As could be predicted, this situation resulted in massive media attention, lines being drawn, and politicians of all stripes jumping into the fray.  None of which is doing a single thing for anything resembling a serious discussion on what constitutes a proper exercise of faith.

Among conservatives, there is a division of opinion, some siding with her, some insisting the law must be upheld.  Among liberals, however, no such debate exists.  For liberals, it is always and forever about the agenda.  Nothing resembling intellectual consistency is required to support a given position on any particular topic.

The current screech among liberals is that Kim Davis, as a public official, should shut up and “obey the law.”  John Podesta, among others, ridicules the idea that a public official has any discretion when it comes to upholding the law.  Of course, the idea that religious beliefs might create a basis for any of this is not to be taken seriously by any thinking adult.

Let me be clear here.  No doubt, at some point, Kim Davis took an oath of office that included upholding the law.  If her religious convictions have put her in a place where to do so would violate those convictions, she has three choices.  She can decide that no matter her personal views, the law is the law and start issuing marriage licenses to gay couples.  Second, she can, as an act of conscience, resign her position.  Third, she can, as a combination of conscience and an attempt to highlight her views, allow herself to be forcibly removed from her position.  Personally, I do not see the need to put her in jail as opposed to merely removing her from her post, but I am not a lawyer, so there may be a compelling legal reason for the jailing.  The bottom line though is that it is not an option to remain in office and decide which laws you will uphold and which ones you will not.  For me, this is absolutely a consistent conservative position.
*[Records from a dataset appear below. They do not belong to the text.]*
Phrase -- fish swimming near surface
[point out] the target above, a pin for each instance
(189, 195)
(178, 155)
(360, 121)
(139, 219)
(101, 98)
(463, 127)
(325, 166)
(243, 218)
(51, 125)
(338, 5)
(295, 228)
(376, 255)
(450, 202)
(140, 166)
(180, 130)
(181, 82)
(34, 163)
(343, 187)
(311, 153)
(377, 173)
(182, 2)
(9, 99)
This said, it is curious that liberals feel no requirement to be so rigid in adherence to the law of the land when it does not suit their agenda.  Enforce immigration laws and regulations?  The President, along with his Justice Department, loudly announce they will not do that.  Tricky problems with certain aspects of ObamaCare?  Why just unilaterally decide to delay the start date (in explicit contradiction to letter law) of those troublesome provisions.  Local governments deciding what laws will be enforced or ignored?  Not a problem if the law being ignored is one they do not embrace.  San Francisco alone has made this a cottage industry.

As to religious freedom, if anyone is honest about it, there is an antipathy among orthodox liberals (with a few notable exceptions such as E.J. Dionne) for anything having to do with faith or religion.  Who can forget the Democratic National Convention in Charlotte where the idea of injecting God into the Party Platform was greeted with audible booing?  The idea that most liberals spend five seconds worrying about protecting religious freedom for practicing Christians is laughable on its face.

That serious conversation about where religious convictions fit into the public space is completely lost.  Kim Davis has a perfect right to her religious views, even if they are ones this practicing Presbyterian does not share.  What she does not have a right to do is to insist those views, as a public official, give her the right to ignore the law of the land.  Suppose Kim Davis was a Catholic?  Could she argue that to issue a divorce decree violates her religion?  This is slippery slope that must be avoided.

It is important to have that serious conversation.  However, when the only thing that will ever count to liberals is advancing their agenda, that means there is never any consistent criteria for that dialogue.  All that persists is the smug and arrogant demand that liberals be allowed to always win, always move their policy priorities forward.  Today, upholding the law is ever so critical.  Yesterday, not so much.  Tomorrow, it depends.

Anytime you can predict in advance exactly what someone will argue, independent of the facts or what they have argued in the past in order to do nothing more than move their agenda forward, it makes serious conversation impossible.  So, the next time you see a liberal demanding “we must uphold the law” when it pertains to Kim Davis, take a second to remind that person, you are fine with that line of reasoning, so long as it will apply to other topics where it a little less helpful and convenient to the liberal position.